Ultimately intervenors conceded that petitioner's expert and two of its officers could be permitted to testify. Petitioner made an offer of proof as to those witnesses he was not permitted to call, which revealed that they were all members of the Shakopee community, long active in civic and business affairs and that in their personal judgment the services of petitioner were satisfactory and they felt no need for an additional bank. It is clear from the commission's memorandum that it gave consideration to these opinions.

In Fritz v. Arnold Manufacturing Co., Minn., 232 N.W.2d 782 (1975), we considered a failure to disclose a witness in pretrial answers to interrogatories pursuant to Rule 33, Rules of Civil Procedure. We restated our position that we have vested trial courts with wide discretion in not allowing undisclosed witnesses to testify. We believe that the same discretion should be accorded administrative proceedings.
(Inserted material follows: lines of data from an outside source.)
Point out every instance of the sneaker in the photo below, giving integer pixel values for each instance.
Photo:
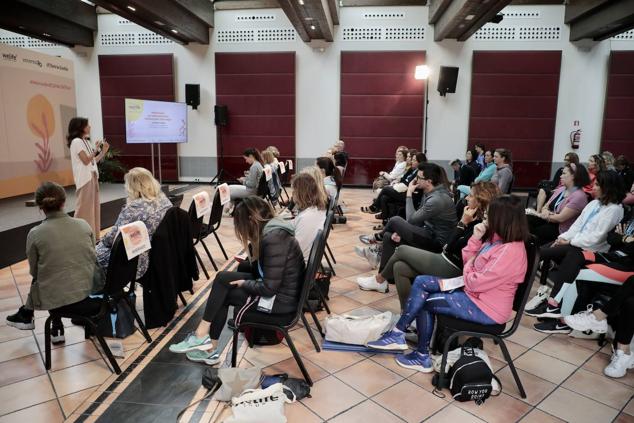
(208, 357)
(23, 319)
(541, 296)
(389, 341)
(369, 283)
(191, 343)
(619, 364)
(586, 320)
(545, 310)
(416, 361)
(552, 326)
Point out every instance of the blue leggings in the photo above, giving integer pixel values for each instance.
(426, 299)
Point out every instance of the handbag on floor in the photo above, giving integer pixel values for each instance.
(260, 405)
(357, 330)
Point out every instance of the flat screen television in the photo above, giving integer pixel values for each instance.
(155, 122)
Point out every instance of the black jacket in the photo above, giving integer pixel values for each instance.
(282, 264)
(171, 270)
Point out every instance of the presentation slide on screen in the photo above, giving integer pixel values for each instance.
(148, 121)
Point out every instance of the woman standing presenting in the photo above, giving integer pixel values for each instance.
(84, 156)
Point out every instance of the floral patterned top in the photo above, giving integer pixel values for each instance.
(149, 212)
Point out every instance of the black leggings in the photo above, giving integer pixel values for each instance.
(222, 295)
(620, 311)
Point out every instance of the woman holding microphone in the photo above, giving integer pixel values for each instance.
(84, 156)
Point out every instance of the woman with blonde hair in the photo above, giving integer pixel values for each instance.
(312, 202)
(280, 274)
(147, 203)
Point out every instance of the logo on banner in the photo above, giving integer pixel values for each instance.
(10, 57)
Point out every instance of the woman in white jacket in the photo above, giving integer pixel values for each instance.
(578, 245)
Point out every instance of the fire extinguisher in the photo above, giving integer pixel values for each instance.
(575, 138)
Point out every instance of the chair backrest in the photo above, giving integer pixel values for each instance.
(196, 222)
(524, 289)
(216, 212)
(121, 271)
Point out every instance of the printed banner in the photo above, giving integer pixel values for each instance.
(135, 238)
(37, 100)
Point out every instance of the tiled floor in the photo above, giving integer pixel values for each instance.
(562, 376)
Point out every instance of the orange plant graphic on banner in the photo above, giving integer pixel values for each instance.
(41, 120)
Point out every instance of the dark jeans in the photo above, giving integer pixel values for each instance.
(620, 311)
(569, 261)
(544, 231)
(413, 235)
(222, 295)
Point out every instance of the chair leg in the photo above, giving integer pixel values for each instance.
(331, 254)
(106, 350)
(139, 322)
(213, 263)
(200, 261)
(310, 333)
(298, 358)
(222, 248)
(47, 343)
(234, 350)
(509, 360)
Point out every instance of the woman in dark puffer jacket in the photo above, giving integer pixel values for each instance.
(280, 265)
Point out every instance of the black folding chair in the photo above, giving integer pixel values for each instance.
(284, 322)
(119, 274)
(498, 332)
(197, 231)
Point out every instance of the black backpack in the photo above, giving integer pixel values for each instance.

There is no question that petitioner failed to follow COMC 16(a). As the commission observed, petitioner had ample time to discover these witnesses and disclose them to intervenors prior to the October 1 hearing. In fact, this could have been accomplished during the course of the hearing since petitioner did not begin its case until October 18.

Affirmed.

NOTES

[1] Minn.St. 45.07 provides in part: "If the applicants are of good moral character and financial integrity, if there is a reasonable public demand for this bank in this location, if the organization expenses being paid by the subscribing shareholders do not exceed the necessary legal expenses incurred in drawing incorporation papers and the publication and the recording thereof, as required by law, if the probable volume of business in this location is sufficient to insure and maintain the solvency of the new bank and the solvency of the then existing bank or banks in the locality without endangering the safety of any bank in the locality as a place of deposit of public and private money, and if the department of commerce is satisfied that the proposed bank will be properly and safely managed, the application shall be granted otherwise it shall be denied." (Italics supplied.)